Now it seems to me that I have been at a rant here and there, please forgive me. I am perplexed if I should just keep living like this. I am tempted to go outside of marriage and look for a night of passion where I am actually be wanted. I am not one who just goes for an occasionally quickie. I like soft, slow, role play, sensual, passionate, love making that makes one burn with desire. I am not into porn, I have looked at it with all honesty, but it's so cheap and a rip off of real intimacy. What would you do? What should I do? I am sure I will have haters, which is understandable. I understand till death do us part. Am I shallow over this sex topic. I have read topics on here where men have been married in a sexless marriage for 20 years with regret. I am sorry, many will say marital counseling. Many will say explain to her what you have told us. You may not believe it, but I have. I am to be patient, but I sometimes want find someone who wants me in that passionate way, even though it would be rather reckless. Any advice will do, and thanks for bearing with me.

UW


----------



## I shouldnthave (Apr 11, 2018)

Universal Wonder said:


> I am perplexed if I should just keep living like this. I* am tempted to go outside of marriage and look for a night of passion where I am actually be wanted. *
> 
> What would you do? What should I do? I am sure I will have haters, which is understandable. *I understand till death do us part.*


Unfortunately, you have learned the hard way, that real life is not a fairy tale.
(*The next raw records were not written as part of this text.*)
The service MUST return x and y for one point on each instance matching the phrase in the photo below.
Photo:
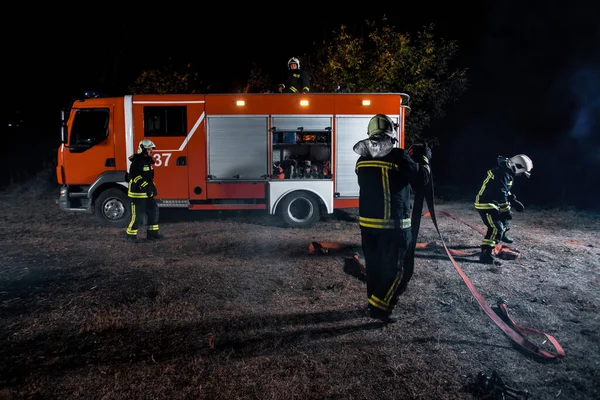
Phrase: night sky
(534, 71)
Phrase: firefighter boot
(381, 315)
(131, 238)
(154, 235)
(486, 256)
(507, 239)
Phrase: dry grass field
(234, 306)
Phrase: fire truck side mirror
(64, 133)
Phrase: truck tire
(112, 208)
(300, 209)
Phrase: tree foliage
(167, 81)
(384, 60)
(258, 81)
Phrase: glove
(418, 151)
(518, 205)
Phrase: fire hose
(501, 318)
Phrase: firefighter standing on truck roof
(142, 192)
(493, 201)
(386, 174)
(296, 79)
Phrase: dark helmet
(145, 144)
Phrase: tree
(167, 81)
(258, 82)
(383, 60)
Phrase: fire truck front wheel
(300, 210)
(112, 208)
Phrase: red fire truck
(287, 154)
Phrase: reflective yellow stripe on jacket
(386, 222)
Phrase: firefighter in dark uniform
(296, 79)
(386, 174)
(142, 192)
(494, 199)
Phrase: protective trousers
(384, 251)
(495, 229)
(139, 209)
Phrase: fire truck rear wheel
(300, 210)
(112, 208)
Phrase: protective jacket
(385, 177)
(296, 81)
(494, 193)
(141, 177)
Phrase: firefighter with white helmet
(386, 174)
(494, 201)
(142, 192)
(296, 79)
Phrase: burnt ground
(234, 306)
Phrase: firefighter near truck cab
(286, 154)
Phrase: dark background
(534, 71)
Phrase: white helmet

I think both of you idealized the fantasy of how a story book should play out, with very little real world experience to realize that is not the way things usually pan out. 
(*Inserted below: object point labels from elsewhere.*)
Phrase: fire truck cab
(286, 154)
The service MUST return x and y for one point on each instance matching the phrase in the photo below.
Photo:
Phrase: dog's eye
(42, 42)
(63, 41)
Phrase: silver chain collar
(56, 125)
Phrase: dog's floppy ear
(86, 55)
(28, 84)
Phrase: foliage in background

Like someone who makes such a big deal of sex, to the point of denying even a kiss before marriage - does not often turn out to be a hot a passionate lover. Sure, it happens on occasion, more I would say more often than not, when that much pressure, that much suppression, that much emphasis on purity results in a rather frigid sex life. 
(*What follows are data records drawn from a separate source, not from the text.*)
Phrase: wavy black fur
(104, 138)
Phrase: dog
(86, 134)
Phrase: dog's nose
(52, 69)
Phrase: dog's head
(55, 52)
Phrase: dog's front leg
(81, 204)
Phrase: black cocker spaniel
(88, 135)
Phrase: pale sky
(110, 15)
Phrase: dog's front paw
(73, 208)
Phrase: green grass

This has been going on for years, I doubt she will change. You never knew her sexual self until you vowed till death do you part - and here you are.

You can't have it both ways. You can't seek sex outside of marriage, and then reference till death do you part. The moment you step out, you will have killed those vows.

And I sincerely doubt your pure bride would be the type to consider an open marriage or some other way for you to experience the passion you are so desperately missing.


----------



## pissant (Jun 25, 2018)

I can relate to everything you wrote. Not to a "T" but close enough. I am so ****ing sick of my wife and her **** that I am here, reading your sad story.... Life was not meant to be like this. So empty and full of want. A want for things we should be able to reach out and get. At one point we decided to walk this path with someone else, a person with the same interests and drives and somehow we diverge. Is it me, her, I don't know? I'll take the blame, but before I do, here is my rant....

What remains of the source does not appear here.